The centre backs drifting into wide areas is a concept that we saw applied at Barcelona as well, and the two Bayern players, Boateng and Dante did this well enough on the night. In between them, taking up the role of the deep lying playmaker, was Toni Kroos. Kroos provided vertical flexibility when he occupied this role. Later, it was taken up by Martinez in order to allow Kroos to gallop forward and link play. Lahm, who also started in midfield, was the runner from deep. His job was to enter the opposition box late, and get back to give the midfield additional cover.
During this phase, the two full backs would move up and occupy areas of the pitch that would generally be occupied by a central midfielder. This meant that Bayern had an overload on Chelsea at the back if Chelsea chose to sit deep, and in midfield if Chelsea chose to press high with their front 4.

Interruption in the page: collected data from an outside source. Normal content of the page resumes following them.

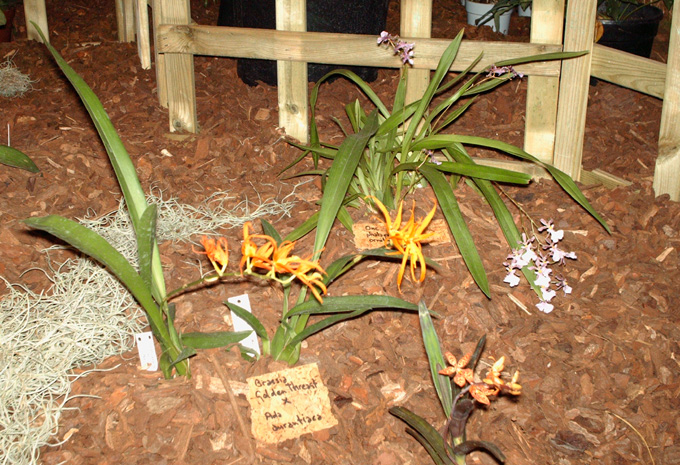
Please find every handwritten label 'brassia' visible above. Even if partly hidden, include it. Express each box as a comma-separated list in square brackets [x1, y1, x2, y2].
[246, 363, 337, 443]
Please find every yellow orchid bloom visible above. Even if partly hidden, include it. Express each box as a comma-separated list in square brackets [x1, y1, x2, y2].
[372, 197, 437, 291]
[194, 236, 229, 276]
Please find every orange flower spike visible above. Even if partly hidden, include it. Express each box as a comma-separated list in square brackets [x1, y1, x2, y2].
[407, 200, 437, 283]
[194, 236, 229, 276]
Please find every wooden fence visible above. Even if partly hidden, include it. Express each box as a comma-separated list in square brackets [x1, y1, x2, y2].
[22, 0, 680, 201]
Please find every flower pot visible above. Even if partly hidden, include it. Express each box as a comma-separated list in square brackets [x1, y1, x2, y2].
[596, 5, 663, 58]
[217, 0, 390, 86]
[517, 4, 531, 17]
[465, 0, 512, 34]
[0, 6, 16, 42]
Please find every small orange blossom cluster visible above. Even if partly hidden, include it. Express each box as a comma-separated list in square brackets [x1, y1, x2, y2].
[439, 352, 521, 405]
[193, 222, 327, 302]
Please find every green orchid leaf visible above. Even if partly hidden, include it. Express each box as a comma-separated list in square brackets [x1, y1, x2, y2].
[413, 135, 610, 233]
[167, 346, 197, 369]
[23, 215, 169, 343]
[137, 204, 159, 301]
[313, 110, 380, 258]
[419, 164, 490, 297]
[261, 219, 282, 245]
[389, 407, 456, 465]
[0, 145, 39, 172]
[444, 144, 542, 296]
[282, 308, 365, 350]
[181, 330, 252, 349]
[401, 30, 465, 156]
[35, 24, 168, 298]
[452, 440, 506, 463]
[286, 295, 418, 318]
[224, 301, 270, 344]
[419, 300, 453, 417]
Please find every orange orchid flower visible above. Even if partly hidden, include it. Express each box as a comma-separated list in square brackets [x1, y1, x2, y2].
[194, 236, 229, 276]
[438, 351, 475, 388]
[240, 222, 327, 302]
[469, 383, 499, 405]
[240, 222, 276, 274]
[372, 197, 437, 291]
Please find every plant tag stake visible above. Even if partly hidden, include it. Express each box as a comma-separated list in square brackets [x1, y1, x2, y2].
[227, 294, 261, 355]
[135, 332, 158, 371]
[247, 363, 337, 443]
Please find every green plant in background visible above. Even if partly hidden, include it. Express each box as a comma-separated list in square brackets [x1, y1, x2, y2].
[185, 220, 424, 365]
[0, 145, 38, 172]
[285, 30, 609, 300]
[23, 27, 250, 379]
[390, 301, 522, 464]
[474, 0, 532, 30]
[0, 0, 21, 26]
[597, 0, 672, 20]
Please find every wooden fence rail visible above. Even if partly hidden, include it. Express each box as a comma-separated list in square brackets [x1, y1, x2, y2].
[20, 0, 680, 200]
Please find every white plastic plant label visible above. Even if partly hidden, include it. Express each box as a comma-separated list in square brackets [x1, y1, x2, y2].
[135, 332, 158, 371]
[228, 293, 261, 355]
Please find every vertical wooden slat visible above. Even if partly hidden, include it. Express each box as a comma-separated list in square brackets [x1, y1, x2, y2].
[135, 0, 152, 69]
[153, 0, 168, 107]
[160, 0, 197, 133]
[123, 0, 136, 42]
[276, 0, 309, 143]
[400, 0, 432, 105]
[523, 0, 564, 163]
[553, 0, 596, 180]
[653, 0, 680, 201]
[23, 0, 49, 43]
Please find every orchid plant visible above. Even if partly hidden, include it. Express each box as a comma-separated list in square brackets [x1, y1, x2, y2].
[284, 30, 609, 302]
[182, 219, 422, 364]
[503, 218, 577, 313]
[23, 28, 250, 379]
[390, 302, 522, 464]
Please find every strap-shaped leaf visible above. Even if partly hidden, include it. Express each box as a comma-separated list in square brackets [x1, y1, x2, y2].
[419, 300, 453, 417]
[389, 407, 456, 465]
[286, 295, 418, 318]
[282, 308, 365, 350]
[413, 135, 610, 233]
[224, 301, 270, 344]
[313, 110, 380, 258]
[419, 164, 490, 297]
[181, 330, 252, 349]
[34, 24, 168, 298]
[23, 215, 169, 343]
[137, 204, 158, 299]
[452, 440, 506, 463]
[0, 145, 39, 172]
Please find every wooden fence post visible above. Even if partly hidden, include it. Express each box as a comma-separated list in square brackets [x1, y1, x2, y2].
[653, 0, 680, 201]
[159, 0, 196, 132]
[115, 0, 136, 42]
[276, 0, 309, 143]
[135, 0, 152, 70]
[23, 0, 49, 43]
[153, 0, 168, 107]
[400, 0, 432, 105]
[523, 0, 564, 162]
[552, 0, 596, 180]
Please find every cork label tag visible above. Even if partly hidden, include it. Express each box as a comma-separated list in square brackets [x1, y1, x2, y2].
[246, 363, 337, 443]
[352, 219, 451, 250]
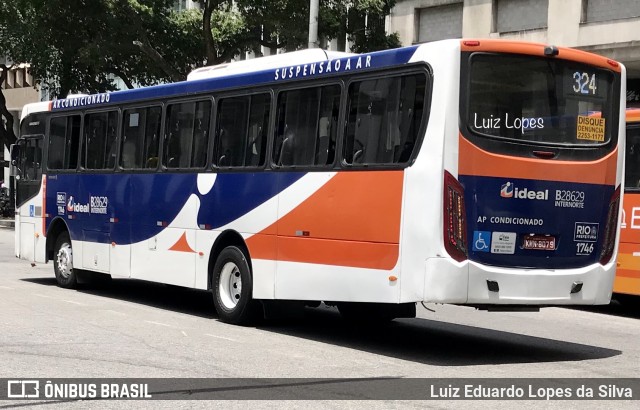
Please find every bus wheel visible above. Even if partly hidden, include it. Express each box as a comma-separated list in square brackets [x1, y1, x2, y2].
[53, 232, 77, 289]
[212, 246, 259, 325]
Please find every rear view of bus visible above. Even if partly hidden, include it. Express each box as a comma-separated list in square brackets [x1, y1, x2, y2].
[448, 40, 624, 306]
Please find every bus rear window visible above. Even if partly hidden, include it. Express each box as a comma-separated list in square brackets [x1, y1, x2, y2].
[468, 54, 615, 146]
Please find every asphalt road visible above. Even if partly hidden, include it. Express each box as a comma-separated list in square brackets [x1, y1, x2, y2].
[0, 227, 638, 408]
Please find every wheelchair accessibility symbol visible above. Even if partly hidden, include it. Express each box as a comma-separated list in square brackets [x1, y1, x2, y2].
[473, 231, 491, 252]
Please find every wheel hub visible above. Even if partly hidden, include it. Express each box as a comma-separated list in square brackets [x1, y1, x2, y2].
[56, 243, 73, 279]
[219, 262, 242, 309]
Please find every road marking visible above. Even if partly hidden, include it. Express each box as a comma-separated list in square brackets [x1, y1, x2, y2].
[33, 293, 54, 299]
[62, 300, 86, 306]
[181, 331, 188, 337]
[0, 286, 14, 289]
[205, 334, 237, 342]
[145, 320, 173, 328]
[101, 309, 126, 316]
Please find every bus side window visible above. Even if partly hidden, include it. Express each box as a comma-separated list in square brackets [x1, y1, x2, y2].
[48, 115, 80, 171]
[191, 100, 211, 168]
[164, 101, 212, 169]
[626, 126, 640, 188]
[273, 85, 339, 167]
[344, 73, 426, 166]
[121, 111, 141, 169]
[215, 94, 269, 168]
[120, 107, 160, 170]
[245, 94, 270, 167]
[83, 111, 117, 170]
[215, 97, 248, 167]
[48, 117, 68, 170]
[165, 102, 193, 169]
[144, 107, 161, 169]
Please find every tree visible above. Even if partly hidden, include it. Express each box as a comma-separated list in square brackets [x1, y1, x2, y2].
[0, 0, 245, 152]
[0, 0, 400, 152]
[235, 0, 400, 54]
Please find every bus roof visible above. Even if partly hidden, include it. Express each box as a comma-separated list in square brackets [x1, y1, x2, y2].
[20, 39, 624, 119]
[187, 49, 355, 81]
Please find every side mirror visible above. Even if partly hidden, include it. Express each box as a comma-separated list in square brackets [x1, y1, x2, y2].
[9, 144, 20, 177]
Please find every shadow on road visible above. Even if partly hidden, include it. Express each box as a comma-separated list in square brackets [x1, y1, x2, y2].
[21, 276, 217, 319]
[568, 295, 640, 320]
[22, 276, 621, 367]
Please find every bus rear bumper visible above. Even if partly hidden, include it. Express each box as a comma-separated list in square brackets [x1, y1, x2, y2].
[424, 258, 616, 305]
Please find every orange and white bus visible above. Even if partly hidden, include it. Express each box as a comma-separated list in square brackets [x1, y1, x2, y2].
[11, 39, 626, 324]
[616, 108, 640, 302]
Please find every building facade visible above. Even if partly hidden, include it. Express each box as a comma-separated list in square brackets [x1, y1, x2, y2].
[1, 62, 39, 184]
[390, 0, 640, 102]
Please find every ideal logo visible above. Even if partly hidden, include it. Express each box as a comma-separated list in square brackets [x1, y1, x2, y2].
[500, 182, 548, 201]
[66, 196, 90, 213]
[66, 196, 75, 212]
[500, 182, 513, 198]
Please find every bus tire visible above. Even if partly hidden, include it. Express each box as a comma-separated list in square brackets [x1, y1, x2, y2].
[53, 232, 77, 289]
[212, 246, 259, 325]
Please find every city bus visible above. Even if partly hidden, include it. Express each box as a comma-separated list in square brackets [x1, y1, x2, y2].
[10, 39, 626, 324]
[616, 108, 640, 303]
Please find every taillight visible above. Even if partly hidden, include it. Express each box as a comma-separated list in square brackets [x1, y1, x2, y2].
[444, 171, 468, 262]
[600, 186, 621, 265]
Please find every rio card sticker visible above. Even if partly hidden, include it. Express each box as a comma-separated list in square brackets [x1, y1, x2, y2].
[577, 115, 605, 142]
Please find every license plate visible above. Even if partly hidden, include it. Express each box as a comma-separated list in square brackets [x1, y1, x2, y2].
[523, 235, 556, 251]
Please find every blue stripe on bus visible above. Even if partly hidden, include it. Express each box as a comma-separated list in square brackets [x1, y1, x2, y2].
[46, 172, 305, 244]
[50, 46, 420, 111]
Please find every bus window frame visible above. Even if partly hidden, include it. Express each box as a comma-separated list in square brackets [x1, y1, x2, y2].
[80, 107, 122, 173]
[211, 88, 275, 173]
[118, 103, 165, 173]
[625, 122, 640, 192]
[46, 113, 82, 174]
[271, 80, 344, 171]
[460, 51, 621, 160]
[339, 66, 433, 170]
[161, 95, 214, 173]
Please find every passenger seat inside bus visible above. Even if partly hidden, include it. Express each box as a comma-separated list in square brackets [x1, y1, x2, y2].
[122, 139, 137, 169]
[278, 130, 295, 166]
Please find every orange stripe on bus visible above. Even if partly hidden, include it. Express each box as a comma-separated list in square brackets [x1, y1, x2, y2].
[276, 171, 403, 243]
[246, 171, 403, 269]
[458, 135, 618, 185]
[246, 234, 277, 260]
[460, 39, 622, 72]
[168, 232, 195, 253]
[277, 237, 399, 270]
[626, 108, 640, 123]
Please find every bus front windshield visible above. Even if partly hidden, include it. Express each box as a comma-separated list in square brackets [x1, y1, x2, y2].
[467, 53, 616, 147]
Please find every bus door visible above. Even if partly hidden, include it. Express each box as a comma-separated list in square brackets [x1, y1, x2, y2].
[12, 135, 44, 261]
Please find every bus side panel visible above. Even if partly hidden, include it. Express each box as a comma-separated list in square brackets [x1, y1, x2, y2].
[129, 174, 198, 287]
[17, 175, 46, 263]
[198, 172, 298, 297]
[616, 192, 640, 296]
[77, 174, 113, 273]
[400, 41, 462, 304]
[273, 171, 403, 302]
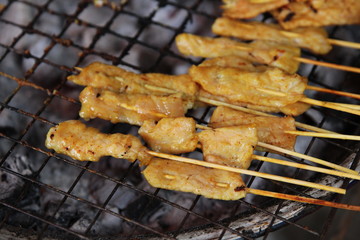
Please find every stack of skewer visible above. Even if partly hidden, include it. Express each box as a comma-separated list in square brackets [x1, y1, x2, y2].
[45, 0, 360, 213]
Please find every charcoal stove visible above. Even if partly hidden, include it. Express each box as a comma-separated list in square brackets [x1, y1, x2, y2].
[0, 0, 360, 239]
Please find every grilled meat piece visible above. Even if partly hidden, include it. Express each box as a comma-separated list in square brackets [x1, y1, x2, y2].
[45, 120, 151, 165]
[272, 0, 360, 29]
[139, 117, 198, 154]
[68, 62, 198, 98]
[190, 65, 307, 108]
[79, 87, 191, 126]
[222, 0, 289, 19]
[209, 106, 297, 150]
[143, 158, 247, 200]
[176, 33, 300, 73]
[212, 18, 332, 54]
[199, 55, 267, 72]
[198, 125, 258, 169]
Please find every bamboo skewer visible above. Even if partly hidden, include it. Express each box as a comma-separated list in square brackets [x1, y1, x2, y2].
[147, 150, 346, 194]
[256, 88, 360, 116]
[306, 85, 360, 100]
[246, 188, 360, 212]
[196, 124, 358, 175]
[285, 131, 360, 141]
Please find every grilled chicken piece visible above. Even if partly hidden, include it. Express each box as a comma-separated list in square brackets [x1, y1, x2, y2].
[209, 106, 297, 150]
[68, 62, 198, 98]
[190, 65, 307, 108]
[212, 18, 332, 54]
[272, 0, 360, 29]
[139, 117, 198, 154]
[198, 125, 258, 169]
[45, 120, 151, 165]
[79, 87, 191, 126]
[176, 33, 300, 73]
[222, 0, 289, 19]
[143, 158, 247, 200]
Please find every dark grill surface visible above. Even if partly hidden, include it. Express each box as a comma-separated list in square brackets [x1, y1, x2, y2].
[0, 0, 360, 239]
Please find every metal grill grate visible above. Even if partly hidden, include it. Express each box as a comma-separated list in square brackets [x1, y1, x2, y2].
[0, 0, 360, 239]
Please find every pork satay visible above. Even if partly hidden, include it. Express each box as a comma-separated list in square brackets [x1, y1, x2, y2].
[189, 65, 307, 108]
[143, 158, 247, 200]
[139, 117, 198, 154]
[198, 125, 258, 169]
[199, 55, 268, 72]
[198, 88, 310, 116]
[272, 0, 360, 29]
[221, 0, 289, 19]
[68, 62, 198, 98]
[209, 106, 297, 150]
[175, 33, 300, 73]
[45, 120, 151, 165]
[79, 87, 192, 126]
[212, 18, 332, 54]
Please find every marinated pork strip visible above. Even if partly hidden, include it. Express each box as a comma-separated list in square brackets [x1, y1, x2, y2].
[175, 33, 301, 73]
[221, 0, 289, 19]
[139, 117, 198, 154]
[212, 18, 332, 54]
[68, 62, 198, 98]
[189, 65, 307, 108]
[209, 106, 297, 150]
[198, 88, 310, 116]
[272, 0, 360, 29]
[143, 158, 247, 200]
[45, 120, 151, 165]
[198, 125, 258, 169]
[79, 87, 191, 126]
[199, 55, 267, 72]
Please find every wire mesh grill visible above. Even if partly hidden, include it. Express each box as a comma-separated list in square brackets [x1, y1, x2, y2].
[0, 0, 360, 239]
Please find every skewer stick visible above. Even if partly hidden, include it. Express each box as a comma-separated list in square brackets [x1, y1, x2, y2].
[306, 85, 360, 100]
[294, 57, 360, 74]
[197, 96, 334, 134]
[252, 155, 360, 180]
[327, 38, 360, 50]
[147, 150, 346, 194]
[246, 188, 360, 212]
[195, 124, 357, 175]
[285, 131, 360, 141]
[256, 88, 360, 116]
[328, 102, 360, 110]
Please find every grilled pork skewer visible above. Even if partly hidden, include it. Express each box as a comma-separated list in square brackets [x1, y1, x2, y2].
[71, 63, 360, 137]
[45, 120, 348, 195]
[176, 33, 360, 74]
[212, 18, 360, 54]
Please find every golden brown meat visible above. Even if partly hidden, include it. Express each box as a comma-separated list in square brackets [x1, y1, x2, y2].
[79, 87, 191, 126]
[198, 125, 258, 169]
[198, 88, 310, 116]
[143, 158, 247, 200]
[190, 65, 307, 108]
[199, 55, 267, 72]
[212, 18, 332, 54]
[68, 62, 198, 98]
[176, 33, 300, 73]
[272, 0, 360, 29]
[222, 0, 289, 19]
[209, 106, 297, 150]
[139, 117, 198, 154]
[45, 120, 151, 165]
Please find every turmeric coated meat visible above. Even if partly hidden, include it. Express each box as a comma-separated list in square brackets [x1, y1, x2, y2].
[272, 0, 360, 29]
[198, 125, 258, 169]
[212, 17, 332, 54]
[209, 106, 297, 150]
[143, 158, 247, 200]
[79, 87, 191, 126]
[176, 33, 300, 73]
[139, 117, 198, 154]
[45, 120, 151, 165]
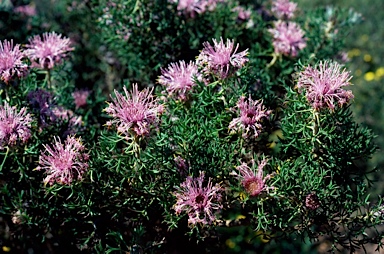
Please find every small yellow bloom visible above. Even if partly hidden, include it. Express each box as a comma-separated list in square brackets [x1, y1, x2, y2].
[226, 239, 236, 249]
[375, 67, 384, 78]
[364, 72, 375, 82]
[363, 54, 372, 62]
[348, 48, 361, 58]
[2, 246, 11, 252]
[360, 34, 369, 42]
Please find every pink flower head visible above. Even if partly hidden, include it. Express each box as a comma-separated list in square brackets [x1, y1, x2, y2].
[271, 0, 297, 20]
[232, 6, 252, 21]
[196, 37, 249, 79]
[14, 4, 37, 17]
[235, 159, 273, 197]
[297, 61, 354, 110]
[305, 192, 320, 210]
[229, 95, 271, 138]
[0, 102, 32, 149]
[173, 171, 222, 225]
[72, 89, 90, 109]
[25, 32, 74, 69]
[105, 84, 163, 138]
[268, 21, 306, 57]
[0, 40, 28, 84]
[170, 0, 220, 18]
[51, 106, 83, 136]
[158, 60, 201, 101]
[37, 135, 89, 185]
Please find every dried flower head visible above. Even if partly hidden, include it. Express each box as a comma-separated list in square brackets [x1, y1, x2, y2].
[0, 40, 28, 84]
[305, 193, 320, 210]
[297, 61, 354, 110]
[25, 32, 74, 69]
[0, 102, 32, 149]
[72, 89, 90, 109]
[51, 106, 83, 136]
[271, 0, 297, 20]
[196, 37, 249, 79]
[105, 84, 163, 138]
[173, 172, 222, 225]
[268, 21, 306, 57]
[229, 95, 271, 138]
[158, 60, 201, 101]
[37, 136, 89, 185]
[235, 159, 273, 197]
[174, 156, 189, 177]
[27, 89, 55, 127]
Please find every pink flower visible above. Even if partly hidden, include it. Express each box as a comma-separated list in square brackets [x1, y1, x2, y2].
[51, 106, 83, 136]
[174, 156, 189, 177]
[173, 172, 222, 225]
[197, 37, 249, 79]
[25, 32, 74, 69]
[158, 60, 201, 101]
[14, 4, 37, 17]
[235, 159, 273, 197]
[37, 136, 89, 185]
[271, 0, 297, 20]
[232, 6, 251, 21]
[27, 89, 55, 127]
[297, 61, 354, 110]
[0, 40, 28, 84]
[72, 89, 90, 109]
[229, 96, 271, 138]
[0, 102, 32, 149]
[170, 0, 220, 18]
[268, 21, 306, 57]
[105, 84, 163, 138]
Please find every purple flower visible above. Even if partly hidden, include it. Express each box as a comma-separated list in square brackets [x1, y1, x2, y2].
[51, 106, 83, 136]
[27, 89, 55, 127]
[173, 172, 222, 225]
[196, 37, 249, 79]
[174, 156, 189, 177]
[0, 102, 32, 149]
[0, 40, 28, 84]
[37, 135, 89, 185]
[229, 96, 271, 138]
[158, 60, 201, 101]
[25, 32, 74, 69]
[268, 21, 306, 57]
[170, 0, 220, 18]
[14, 4, 37, 17]
[232, 6, 252, 21]
[72, 89, 90, 109]
[105, 84, 164, 138]
[297, 61, 354, 110]
[235, 159, 273, 197]
[271, 0, 297, 20]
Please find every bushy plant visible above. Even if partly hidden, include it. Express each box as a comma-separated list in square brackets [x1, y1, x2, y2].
[0, 0, 383, 253]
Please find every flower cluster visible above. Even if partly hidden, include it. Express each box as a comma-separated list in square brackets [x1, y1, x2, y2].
[305, 192, 320, 210]
[105, 84, 164, 138]
[173, 172, 222, 225]
[25, 32, 74, 69]
[271, 0, 297, 20]
[297, 61, 354, 110]
[170, 0, 221, 18]
[158, 60, 201, 101]
[235, 159, 273, 197]
[0, 102, 32, 149]
[229, 95, 271, 138]
[197, 37, 249, 79]
[0, 40, 28, 84]
[72, 89, 90, 109]
[268, 21, 306, 57]
[37, 136, 89, 185]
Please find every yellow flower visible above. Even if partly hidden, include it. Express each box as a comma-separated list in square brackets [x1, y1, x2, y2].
[375, 67, 384, 78]
[2, 246, 11, 252]
[364, 72, 375, 82]
[363, 54, 372, 62]
[348, 48, 360, 58]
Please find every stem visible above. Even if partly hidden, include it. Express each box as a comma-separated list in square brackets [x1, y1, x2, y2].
[0, 146, 9, 172]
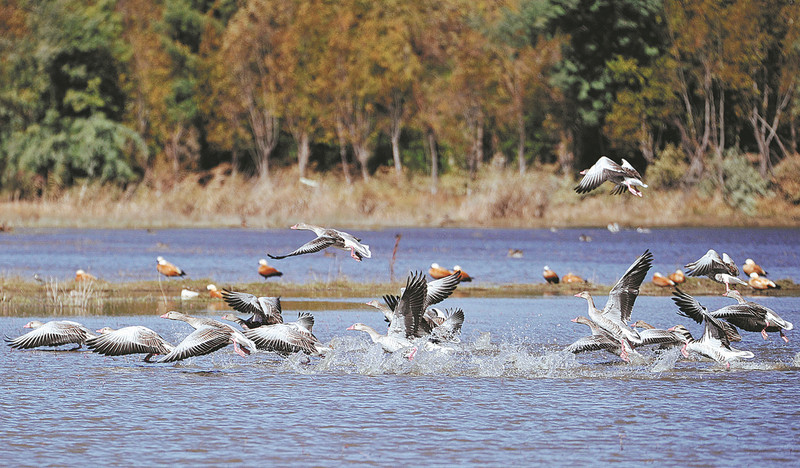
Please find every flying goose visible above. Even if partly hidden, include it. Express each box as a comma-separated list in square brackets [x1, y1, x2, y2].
[87, 326, 174, 362]
[684, 249, 747, 292]
[158, 311, 256, 363]
[4, 320, 96, 350]
[268, 223, 370, 262]
[574, 156, 647, 197]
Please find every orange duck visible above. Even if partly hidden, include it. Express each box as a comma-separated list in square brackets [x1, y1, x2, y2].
[652, 272, 675, 287]
[562, 273, 585, 284]
[75, 269, 97, 282]
[743, 259, 767, 277]
[748, 272, 778, 290]
[206, 284, 223, 298]
[668, 269, 685, 284]
[429, 263, 453, 280]
[156, 256, 186, 277]
[543, 266, 559, 284]
[258, 259, 283, 279]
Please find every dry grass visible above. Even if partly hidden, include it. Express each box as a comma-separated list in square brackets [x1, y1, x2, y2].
[1, 164, 799, 229]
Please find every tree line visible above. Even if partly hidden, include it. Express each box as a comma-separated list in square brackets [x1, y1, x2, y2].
[0, 0, 798, 198]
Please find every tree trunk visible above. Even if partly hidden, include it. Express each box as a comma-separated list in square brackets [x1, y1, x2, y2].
[517, 106, 526, 174]
[390, 93, 404, 182]
[354, 144, 370, 181]
[556, 129, 574, 175]
[296, 130, 310, 179]
[335, 118, 352, 185]
[428, 129, 438, 195]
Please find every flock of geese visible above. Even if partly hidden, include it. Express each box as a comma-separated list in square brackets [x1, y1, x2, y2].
[3, 158, 795, 368]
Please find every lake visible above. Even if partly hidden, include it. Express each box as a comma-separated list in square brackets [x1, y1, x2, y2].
[1, 227, 799, 465]
[0, 226, 798, 284]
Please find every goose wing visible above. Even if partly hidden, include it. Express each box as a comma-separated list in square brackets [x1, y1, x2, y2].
[565, 335, 618, 353]
[603, 249, 653, 322]
[684, 249, 726, 276]
[424, 271, 461, 309]
[638, 329, 683, 347]
[86, 326, 174, 356]
[4, 321, 93, 349]
[221, 289, 282, 325]
[243, 324, 318, 355]
[430, 308, 464, 342]
[388, 272, 428, 339]
[268, 235, 337, 259]
[575, 157, 620, 194]
[158, 327, 231, 363]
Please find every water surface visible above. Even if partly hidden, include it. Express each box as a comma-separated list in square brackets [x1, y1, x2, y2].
[3, 295, 798, 465]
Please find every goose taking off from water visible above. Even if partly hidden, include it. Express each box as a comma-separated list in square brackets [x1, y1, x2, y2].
[4, 320, 96, 350]
[684, 249, 747, 292]
[156, 256, 186, 277]
[574, 156, 647, 197]
[268, 223, 371, 262]
[221, 313, 323, 356]
[220, 288, 283, 328]
[722, 290, 793, 342]
[258, 259, 283, 279]
[158, 311, 256, 363]
[573, 249, 653, 361]
[87, 326, 174, 362]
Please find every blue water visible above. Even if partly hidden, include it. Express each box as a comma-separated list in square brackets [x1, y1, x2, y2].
[1, 227, 799, 465]
[2, 294, 799, 465]
[0, 227, 798, 284]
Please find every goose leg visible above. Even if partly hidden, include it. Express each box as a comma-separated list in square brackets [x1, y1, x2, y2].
[406, 346, 418, 361]
[680, 343, 690, 358]
[619, 340, 630, 363]
[761, 320, 771, 340]
[143, 353, 155, 363]
[349, 247, 362, 262]
[780, 330, 789, 343]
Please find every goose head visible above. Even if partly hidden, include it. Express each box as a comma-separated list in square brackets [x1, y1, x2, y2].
[96, 327, 115, 334]
[23, 320, 44, 329]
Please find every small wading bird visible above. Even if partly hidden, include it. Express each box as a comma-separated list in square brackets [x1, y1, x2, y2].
[684, 249, 747, 292]
[268, 223, 371, 262]
[574, 156, 647, 197]
[156, 256, 186, 277]
[258, 259, 283, 279]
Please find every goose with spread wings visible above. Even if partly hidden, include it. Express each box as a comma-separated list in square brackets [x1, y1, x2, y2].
[5, 320, 96, 350]
[722, 290, 793, 342]
[268, 223, 371, 262]
[157, 311, 256, 363]
[573, 249, 653, 361]
[87, 326, 174, 362]
[684, 249, 747, 292]
[669, 291, 754, 366]
[220, 288, 283, 328]
[574, 156, 647, 197]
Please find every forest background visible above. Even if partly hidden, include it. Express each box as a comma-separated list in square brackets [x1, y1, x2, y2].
[1, 0, 800, 229]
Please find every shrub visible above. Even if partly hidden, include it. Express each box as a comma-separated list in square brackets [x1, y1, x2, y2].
[721, 149, 769, 215]
[646, 144, 687, 189]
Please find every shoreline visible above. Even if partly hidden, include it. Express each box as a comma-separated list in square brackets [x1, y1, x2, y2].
[2, 277, 796, 318]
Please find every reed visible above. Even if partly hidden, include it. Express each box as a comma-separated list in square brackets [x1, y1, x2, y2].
[1, 164, 799, 229]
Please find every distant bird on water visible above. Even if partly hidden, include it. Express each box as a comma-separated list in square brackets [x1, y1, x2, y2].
[156, 256, 186, 277]
[543, 266, 559, 284]
[258, 259, 283, 279]
[574, 156, 647, 197]
[268, 223, 371, 262]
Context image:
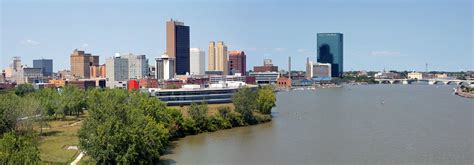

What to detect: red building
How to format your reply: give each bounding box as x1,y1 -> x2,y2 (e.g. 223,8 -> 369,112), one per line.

In attack, the Bayern front 4 were a flexible and inter-changeable lot. In the beginning, we saw Mandzukic drifting to the left and attracting defenders to make space for Muller. At other points we also saw the likes of Ribery at the deeper tip of this diamond. The diamond was one which could be used to provide width on one end, and allow for penetrating passes as well.
This was generally how Bayern set up when in possession of the ball, in an attempt to over-power Chelsea.
Chelsea Pressing and Counters
Mourinho had to stop Bayern playing easily in order to stop them from destroying Chelsea. So, Chelsea decided to press Bayern Munich, but different types of pressing were utilised in different parts of the field. Chelsea pressed hard to win the ball in Bayern’s third, as they probably identified a weakness in the passing abilities of the back 4. However, when Bayern did get the ball into midfield, Chelsea stopped their aggressive press, and shifted to a form of pressing where the defending players looked to close the spaces that the attackers were likely to pass into. This slightly relaxed outlook spared Chelsea a wild goose chase.
In terms of their attack strategy, Chelsea looked to counter through the wings. This is an area that Bayern’s attacking formation doesn’t really cover well. Therefore, teams that move swiftly down the wings can catch Bayern on the break. Chelsea scored their goals after coming in from wide areas.
On the night, Mourinho decided to attack down the right side. This is because David Alaba loves to get forward in support of Ribery, and often goes beyond him. The pacy Andre Schurrle was placed here, and the German exploited the weakness well, making 4 key passes, and notching up an assist as well.
Bayern Adding Width
After Ramires was sent off, Chelsea needed to shut shop, and defend their spaces very carefully. In order to draw them out, Bayern Munich tried to stretch the game. Guardiola brought on Shaqiri, a winger who generally goes on the outside, for Robben, who was cutting inside very often. He also brought on Gotze, to pick through balls in a stretched defence. After these changes, the inter-changing of positions within the system virtually came to an end. Towards the close of extra time, Bayern relied almost solely on crosses and their ability to stretch the opposition defence.
As Chelsea went deeper, Bayern changed their approach, and began floating in angled crosses from deeper areas. By doing so, they leveraged the number of bodies they had in the box, maximising their scoring chances. Cech was forced into some fantastic saves because of such crosses, and the equaliser also evetually came about as a result of such a cross.